En efecto, sería difícil de comprender que se distinguiera entre terrorismos 'nacionales' e 'internacionales' -cuyas respectivas definiciones serían muy difíciles- y dentro de estos últimos habría que diferenciar entre los terroristas y los Estados promotores o protectores del terrorismo. Cuando se ha dicho tantas veces que el terrorismo es una tragedia que se extiende por el mundo y no conoce fronteras, y que no hay terroristas buenos y con ideología y otros malos y crueles, es preciso ser coherente y obrar en consecuencia. Estamos acostumbrados a juzgar los problemas con una óptica nacional, y es preciso dar paso a esa contemplación supranacional, compartiendo ante todo la información y la estrategia. Pero si una vez se consigue eso se regresa al estricto nacionalismo para juzgar la consecuencia, será la difuminación de ese carácter internacional del terrorismo.

Surge entonces la pregunta natural: ¿estaría España, llegado el caso, dispuesta a renunciar a juzgar los delitos de terrorismo que se cometan en su territorio y entregar a los autores a la jurisdicción del Tribunal Penal Internacional ? ¿Lo estaría algún otro Estado? No lo creo, y si es así, se producirá una inevitable contradicción con la reiterada proclamación del terrorismo como problema de todos que entre todos hay que afrontar.

Llegamos así al meollo de la cuestión, que no es otro que la opción entre la reforma o la persistencia inmutable de las normas reguladoras de la competencia de los tribunales estatales para juzgar delitos. Actualmente muchas naciones se proclaman competentes para juzgar delitos, como el de genocidio, con independencia de que se hayan cometido en otro lugar. Se trata de una extensión de la jurisdicción nacional fruto de un compromiso internacional. Pero si un país asume el compromiso de creación de un tribunal internacional de esa especie acepta una tácita reducción de su jurisdicción penal.

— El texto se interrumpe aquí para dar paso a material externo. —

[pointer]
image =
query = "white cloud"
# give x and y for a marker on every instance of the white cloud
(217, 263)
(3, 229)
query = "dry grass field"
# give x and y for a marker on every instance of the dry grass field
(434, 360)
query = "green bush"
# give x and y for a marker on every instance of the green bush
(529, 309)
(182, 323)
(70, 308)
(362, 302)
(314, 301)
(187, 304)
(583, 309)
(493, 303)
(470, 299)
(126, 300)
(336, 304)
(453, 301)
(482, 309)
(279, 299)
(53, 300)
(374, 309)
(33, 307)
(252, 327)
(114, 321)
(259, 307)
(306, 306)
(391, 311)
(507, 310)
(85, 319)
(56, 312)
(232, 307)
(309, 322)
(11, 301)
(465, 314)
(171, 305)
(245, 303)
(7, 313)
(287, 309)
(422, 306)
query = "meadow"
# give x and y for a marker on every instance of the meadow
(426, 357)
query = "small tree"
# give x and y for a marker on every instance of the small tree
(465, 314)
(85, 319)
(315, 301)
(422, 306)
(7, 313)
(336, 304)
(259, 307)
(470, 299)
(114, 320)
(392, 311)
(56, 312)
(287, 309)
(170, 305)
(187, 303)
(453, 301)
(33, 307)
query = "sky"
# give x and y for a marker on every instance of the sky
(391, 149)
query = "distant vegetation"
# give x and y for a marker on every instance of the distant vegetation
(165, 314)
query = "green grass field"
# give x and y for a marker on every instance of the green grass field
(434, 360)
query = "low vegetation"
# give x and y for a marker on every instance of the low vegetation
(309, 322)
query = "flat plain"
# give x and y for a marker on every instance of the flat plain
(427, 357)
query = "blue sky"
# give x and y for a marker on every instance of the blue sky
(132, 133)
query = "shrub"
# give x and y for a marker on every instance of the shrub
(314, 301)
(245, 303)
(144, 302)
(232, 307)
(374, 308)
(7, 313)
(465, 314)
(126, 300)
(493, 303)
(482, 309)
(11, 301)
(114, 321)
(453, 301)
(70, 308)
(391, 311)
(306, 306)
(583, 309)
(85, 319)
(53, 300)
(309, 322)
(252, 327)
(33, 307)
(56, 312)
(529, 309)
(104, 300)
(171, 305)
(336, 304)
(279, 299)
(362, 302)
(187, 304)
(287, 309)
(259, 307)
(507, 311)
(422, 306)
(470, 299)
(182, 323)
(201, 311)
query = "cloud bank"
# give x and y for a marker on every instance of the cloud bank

Por último, creo importante advertir que un futuro deseable no se traduce exclusivamente en renuncias a competencias jurisdiccionales nacionales en favor de las supranacionales del Tribunal Penal Internacional, sino que eso es perfectamente compatible con la necesidad de acomodar nuestro propio derecho a las pautas que siguen otras naciones próximas a nosotros. Nuestro sistema legal desconoce todavía principios que son normales en otras legislaciones, como es el caso del principio de personalidad pasiva y el principio de justicia supletoria.

De acuerdo con el primero, la competencia de los tribunales españoles depende sólo de que la víctima o perjudicado por un delito grave sea español. De haber estado en vigor ese principio, por ejemplo, y pienso en un caso conocido, no hubiera habido problema alguno en declarar la competencia de los tribunales españoles para juzgar al autor del asesinato de un español cometido en el extranjero por un extranjero, como permite la legislación de Francia, Inglaterra o Suecia, en lugar de tener que acudir a complejas interpretaciones del delito de genocidio. A su vez, el principio de justicia supletoria permite juzgar a los tribunales de un Estado prescindiendo de la nacionalidad de los enfrentados, en todos aquellos casos en que no sea posible establecer el lugar de comisión del hecho, o bien cuando, aun siendo eso posible, sea patente que ese hecho no va a ser enjuiciado en ningún lugar.

Una combinación de renuncias e incorporaciones en materia de competencias jurisdiccionales podría marcar el futuro. Eso, si no se llega a la terrible conclusión de que los terrorismos se dividen en dos: los que han de ser combatidos con leyes, tratados y tribunales y los que no tienen otra receta que la guerra.

Gonzalo Quintero Olivares es catedrático de Derecho Penal.